Next UCL president ‘must listen to academics’

Union leader calls for Michael Arthur’s successor to rethink institution’s direction

August 28, 2019
Michael Arthur
Source: UCL
Michael Arthur

The next president of UCL should re-engage with academics and rethink the future of the institution, according to a union leader.

Michael Arthur announced earlier this month that he would step down in September 2020 after seven years at the helm.

Professor Arthur said that having spent nearly two decades as a university leader – he was vice-chancellor of the University of Leeds between 2004 and 2013 – he was “looking forward to pursuing new and different opportunities”.

Professor Arthur has overseen significant expansion of UCL’s student numbers and research activities, and he led the development of the institution’s new £516 million campus, UCL East, on the Olympic Park site in Stratford, east London.

But he has also contended with long-running staff discontent over an alleged top-down management style, and concern that the UCL East project could jeopardise the institution’s financial stability.

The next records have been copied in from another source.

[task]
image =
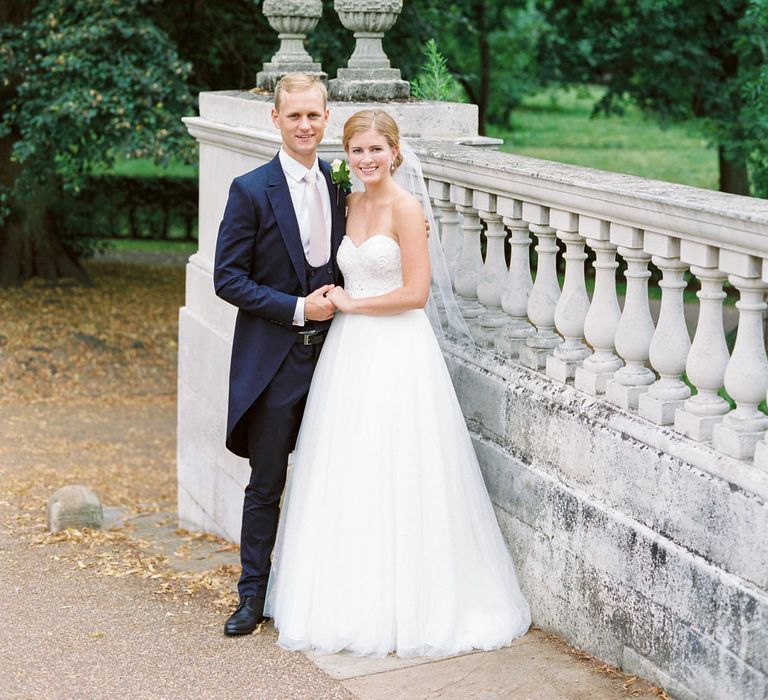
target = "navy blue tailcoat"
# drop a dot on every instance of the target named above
(260, 268)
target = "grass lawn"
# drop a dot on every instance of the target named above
(145, 167)
(558, 126)
(150, 246)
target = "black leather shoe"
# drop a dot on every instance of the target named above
(248, 614)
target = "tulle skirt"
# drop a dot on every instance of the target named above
(388, 541)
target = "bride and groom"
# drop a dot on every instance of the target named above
(387, 540)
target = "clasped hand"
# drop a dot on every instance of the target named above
(322, 304)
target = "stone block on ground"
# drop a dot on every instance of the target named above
(74, 506)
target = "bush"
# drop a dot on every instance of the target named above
(119, 206)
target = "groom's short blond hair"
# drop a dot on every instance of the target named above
(296, 82)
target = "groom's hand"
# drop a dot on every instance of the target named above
(317, 307)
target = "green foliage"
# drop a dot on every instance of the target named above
(224, 42)
(434, 81)
(702, 61)
(117, 206)
(87, 82)
(490, 47)
(557, 125)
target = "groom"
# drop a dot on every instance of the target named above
(275, 261)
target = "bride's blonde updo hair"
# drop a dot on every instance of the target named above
(379, 121)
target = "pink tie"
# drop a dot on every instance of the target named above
(318, 237)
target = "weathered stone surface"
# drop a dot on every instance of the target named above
(632, 554)
(74, 506)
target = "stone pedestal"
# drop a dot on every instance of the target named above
(536, 357)
(737, 437)
(562, 366)
(660, 411)
(593, 375)
(694, 426)
(292, 20)
(623, 395)
(369, 75)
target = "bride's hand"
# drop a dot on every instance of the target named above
(341, 300)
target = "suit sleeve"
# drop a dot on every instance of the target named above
(234, 253)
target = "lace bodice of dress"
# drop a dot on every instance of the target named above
(372, 268)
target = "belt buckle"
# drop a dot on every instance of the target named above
(306, 337)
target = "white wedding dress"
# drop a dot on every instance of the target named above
(388, 541)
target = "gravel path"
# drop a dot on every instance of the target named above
(69, 631)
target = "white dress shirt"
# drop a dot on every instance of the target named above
(294, 174)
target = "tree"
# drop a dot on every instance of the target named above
(679, 61)
(490, 48)
(81, 83)
(224, 42)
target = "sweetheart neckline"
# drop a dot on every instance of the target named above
(375, 235)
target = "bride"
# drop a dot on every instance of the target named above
(387, 541)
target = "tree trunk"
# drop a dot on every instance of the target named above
(734, 176)
(30, 246)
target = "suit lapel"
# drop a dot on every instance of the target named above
(338, 218)
(282, 205)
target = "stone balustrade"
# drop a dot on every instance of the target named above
(631, 493)
(694, 238)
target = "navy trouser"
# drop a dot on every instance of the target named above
(273, 424)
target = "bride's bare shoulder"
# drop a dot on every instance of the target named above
(353, 197)
(407, 204)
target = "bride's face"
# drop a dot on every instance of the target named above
(370, 156)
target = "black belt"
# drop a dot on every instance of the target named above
(310, 337)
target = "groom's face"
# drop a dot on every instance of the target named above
(302, 119)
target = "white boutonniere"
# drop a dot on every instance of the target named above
(340, 176)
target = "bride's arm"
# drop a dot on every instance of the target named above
(408, 219)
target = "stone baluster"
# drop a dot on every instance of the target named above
(635, 328)
(670, 343)
(545, 292)
(470, 263)
(746, 376)
(761, 448)
(517, 290)
(604, 312)
(572, 307)
(492, 321)
(708, 356)
(449, 222)
(292, 20)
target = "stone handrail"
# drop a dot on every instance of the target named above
(619, 355)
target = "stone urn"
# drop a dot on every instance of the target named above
(369, 75)
(292, 20)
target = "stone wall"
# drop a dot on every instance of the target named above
(637, 556)
(634, 542)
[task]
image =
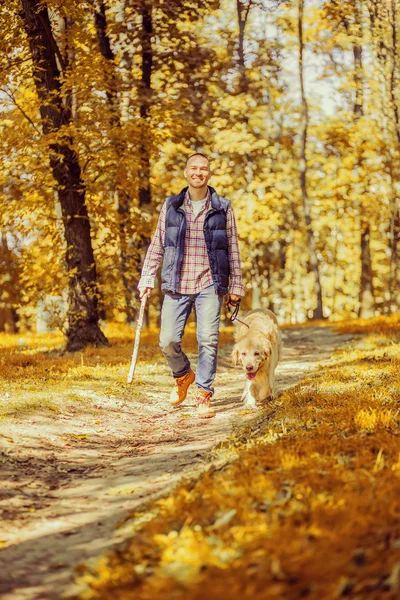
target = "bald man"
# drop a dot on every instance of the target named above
(196, 240)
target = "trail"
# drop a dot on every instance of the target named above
(69, 480)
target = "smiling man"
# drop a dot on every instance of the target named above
(196, 240)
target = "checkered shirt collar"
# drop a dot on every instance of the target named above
(188, 204)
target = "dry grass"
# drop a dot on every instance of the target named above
(310, 508)
(37, 375)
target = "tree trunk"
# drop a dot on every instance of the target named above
(318, 311)
(145, 102)
(83, 316)
(128, 262)
(394, 230)
(366, 292)
(366, 297)
(242, 16)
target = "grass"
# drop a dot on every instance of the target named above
(310, 508)
(37, 375)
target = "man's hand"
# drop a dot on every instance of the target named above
(144, 292)
(233, 298)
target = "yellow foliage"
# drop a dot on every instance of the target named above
(310, 503)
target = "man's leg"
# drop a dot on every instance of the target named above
(174, 314)
(208, 309)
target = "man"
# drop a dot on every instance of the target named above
(196, 238)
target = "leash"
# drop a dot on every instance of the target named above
(233, 316)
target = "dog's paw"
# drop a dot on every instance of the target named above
(249, 406)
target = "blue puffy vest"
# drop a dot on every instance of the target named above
(214, 234)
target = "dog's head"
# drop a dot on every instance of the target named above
(251, 354)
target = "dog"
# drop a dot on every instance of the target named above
(258, 349)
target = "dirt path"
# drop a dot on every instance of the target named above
(68, 480)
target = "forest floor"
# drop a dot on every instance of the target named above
(80, 449)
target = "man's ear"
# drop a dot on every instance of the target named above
(235, 356)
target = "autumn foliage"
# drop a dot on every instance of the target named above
(304, 506)
(296, 103)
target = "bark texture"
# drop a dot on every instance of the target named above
(83, 316)
(312, 249)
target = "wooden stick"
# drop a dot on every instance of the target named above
(139, 326)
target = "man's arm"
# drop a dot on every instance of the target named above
(154, 256)
(236, 285)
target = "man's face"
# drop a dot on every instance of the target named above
(197, 172)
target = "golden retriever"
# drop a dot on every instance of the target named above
(258, 349)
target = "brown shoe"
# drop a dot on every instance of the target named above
(179, 391)
(203, 399)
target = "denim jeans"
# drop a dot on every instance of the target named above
(175, 312)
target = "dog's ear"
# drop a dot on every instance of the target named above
(267, 348)
(235, 356)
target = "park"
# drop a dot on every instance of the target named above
(128, 129)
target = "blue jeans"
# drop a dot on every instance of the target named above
(175, 312)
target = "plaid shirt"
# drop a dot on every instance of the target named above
(196, 271)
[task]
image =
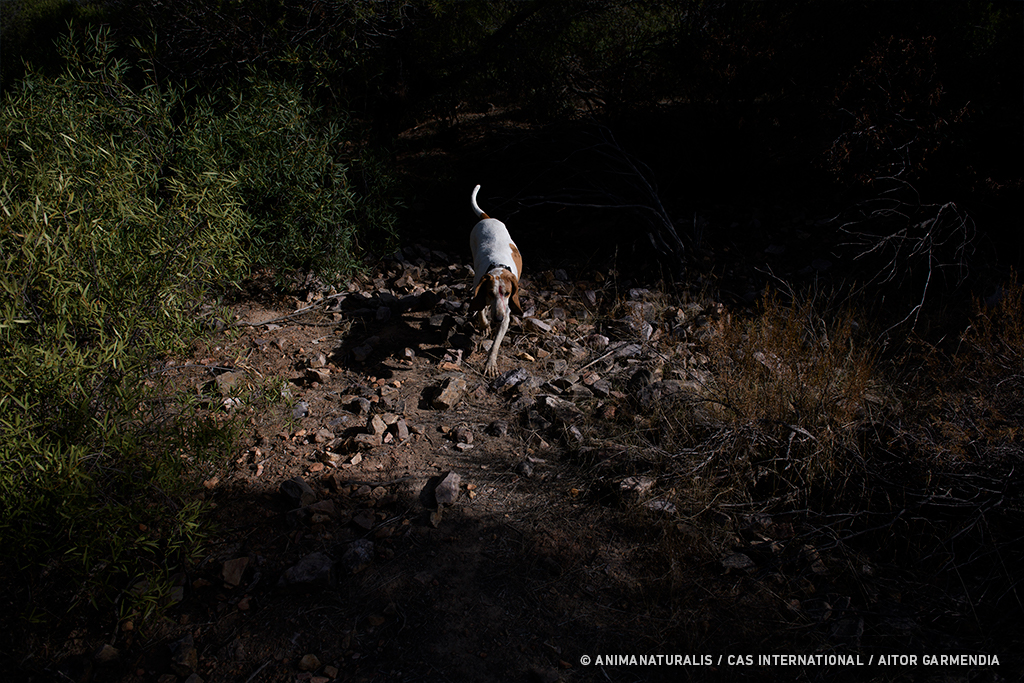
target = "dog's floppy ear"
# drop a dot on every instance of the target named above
(479, 300)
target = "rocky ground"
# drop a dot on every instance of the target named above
(392, 515)
(396, 516)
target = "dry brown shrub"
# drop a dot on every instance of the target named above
(791, 383)
(973, 407)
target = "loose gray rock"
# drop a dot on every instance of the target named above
(462, 434)
(636, 486)
(376, 425)
(357, 404)
(663, 507)
(322, 375)
(737, 561)
(451, 393)
(313, 569)
(298, 492)
(601, 388)
(448, 488)
(536, 325)
(524, 469)
(511, 378)
(367, 440)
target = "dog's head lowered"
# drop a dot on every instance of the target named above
(499, 288)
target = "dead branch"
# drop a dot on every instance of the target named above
(616, 179)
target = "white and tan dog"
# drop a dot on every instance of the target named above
(498, 267)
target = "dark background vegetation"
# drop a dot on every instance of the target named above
(341, 129)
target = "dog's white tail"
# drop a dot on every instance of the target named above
(476, 207)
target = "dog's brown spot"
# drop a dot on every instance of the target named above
(511, 285)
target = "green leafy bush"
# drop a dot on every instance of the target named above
(311, 194)
(113, 225)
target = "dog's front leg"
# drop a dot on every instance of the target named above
(503, 313)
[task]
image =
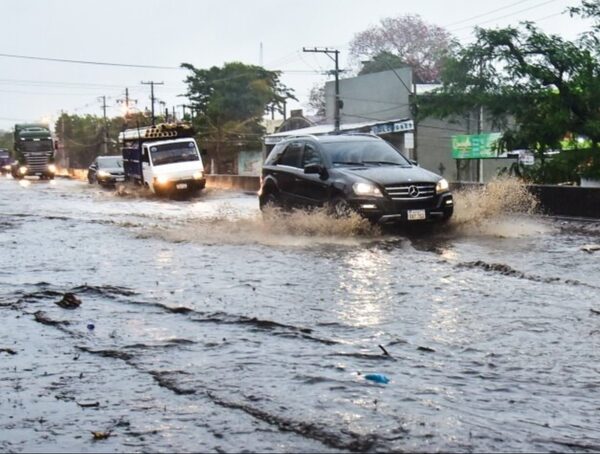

Sean Wallis, president of the University and College Union branch at UCL, said that there had been a “series of tensions within the university” during Professor Arthur’s tenure. However, he acknowledged that the key challenge, UCL East – “which may well turn out to be a white elephant” – was inherited from Professor Arthur’s predecessor, Sir Malcolm Grant.

Last year, UCL lecturers successfully pressed for an inquiry into the institution’s governance aimed at “re-establishing academic values” at the centre of how the university is run.

For UCL to “survive and flourish” over the next decade, academics needed to be recognised as an “asset to the university” and to be listened to, said Mr Wallis, rather than “allowing a clutch of senior managers to run the university behind the backs and over the heads of the academic staff”.

“To be fair, they are not equipped to make a distinction between what is good and not good in academic terms, and what would be worthwhile in academic terms,” said Mr Wallis, a principal research fellow at UCL.

The university has launched a global search for a successor for Professor Arthur.

Mr Wallis said the “ideal next provost” would be somebody who said, “Let’s stop what we have been going, let’s pause for a bit and have a think, [asking] are we doing the right thing,” and who then engaged staff in that exercise.

“If you do those things, then people would respond because I think if senior academics are nostalgic for Malcolm Grant, that tells you something,” he added.

“They are nostalgic for at least the idea that they might be respected enough to be actually talked to, so that their voices actually matter” and they are not merely consulted after the fact.

The new provost needed to be able to carry people with them, but also to reach out and say, “nothing is off the table”, including “managing and curtailing the budget on some of these [UCL East] build costs”, Mr Wallis said.

A UCL spokesman said the university was “committed to being as transparent as it can be in all financial and governance issues relating to its activity and is working on improving channels of communication with all parts of its academic community”.

“We are actively considering the best way to improve some of the structures of governance, both for council and for the academic board. This work is being spearheaded by UCL president and provost Professor Michael Arthur, with the full support of the deans of UCL, who represent our large and diverse academic body.”